Congratulations to Professor Papaioannou! His recent publication, Christian Novels from the Menologion of Symeon Metaphrastes, is featured as Translation of the Month on the Feminae: Medieval Women and Gender Index website. Feminae is a website that covers various publications on the topic of women, sexuality, and gender during the Middle Ages. Prof. Papaioannou’s book is a critical edition and translation of six texts featuring stories of extraordinary women (and men), in tales of transgression and violence, punishment and love, all taking place a little before the year 1000 CE.
Classics’ very own Sam Caldis, doctoral candidate in Ancient History, was named to the Provost Proctorship in Academic Administration for the Fall 2017 semester. The Proctorship, created through the Office of the Provost's Departmental Diversity and Inclusion Action Plan and hosted by the Office of the Provost, offers doctoral students hands-on experience in higher education administration. In this proctorship, the student will be exposed to the analysis, negotiation and decision-making involved in on-the-ground implementation of the University’s strategic priorities.

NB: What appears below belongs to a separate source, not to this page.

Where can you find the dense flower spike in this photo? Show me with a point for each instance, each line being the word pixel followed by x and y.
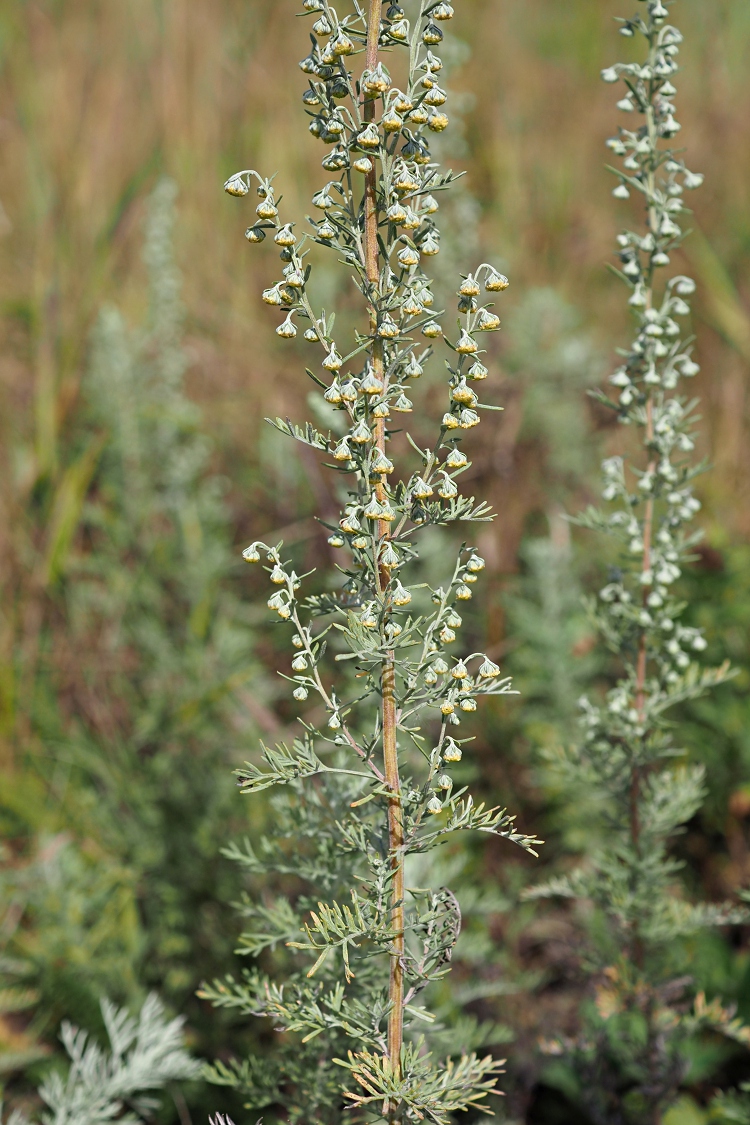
pixel 378 741
pixel 638 1046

This Fall, Professor Sasha-Mae Eccleston joins us as an Assistant Professor specializing in Latin literature of the Roman empire. Coming from Pomona College, Prof. Eccleston received her M.Phil. from Oxford and Ph.D. from University of California, Berkeley, where she wrote a dissertation on Apuleius, now becoming a book entitled “Humanizing Speech: Apuleius and the Ethics of Narration”. With interests in reception and literary theory, she has written articles on the poetry of Anne Carson and Marvel Studio’s Thor, blogged about Spike Lee's Aristophanes adaptation Chi-raq, and is currently working on another large-scale project on reception of epic in the post-9/11 U.S.

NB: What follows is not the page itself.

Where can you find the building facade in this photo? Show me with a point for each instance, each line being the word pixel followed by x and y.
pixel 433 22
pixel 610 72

Brown and the Deptment of Classics hosted the annual meeting of the Association of Ancient Historians (AAH) in the spring semester, May 4-6, 2017. Over 100 participants attended the event that took place on campus in Alumnae Hall.Professors John Bodel and Graham Oliver, the conference organizers, selected twenty-two papers that addressed a wide range of themes: Harbor Cultures, Refugees and Asylum, Contingency and the ancient economy, New Religions, Slaves and Family, and The Reception of Ancient Historians and Ancient History in the New World.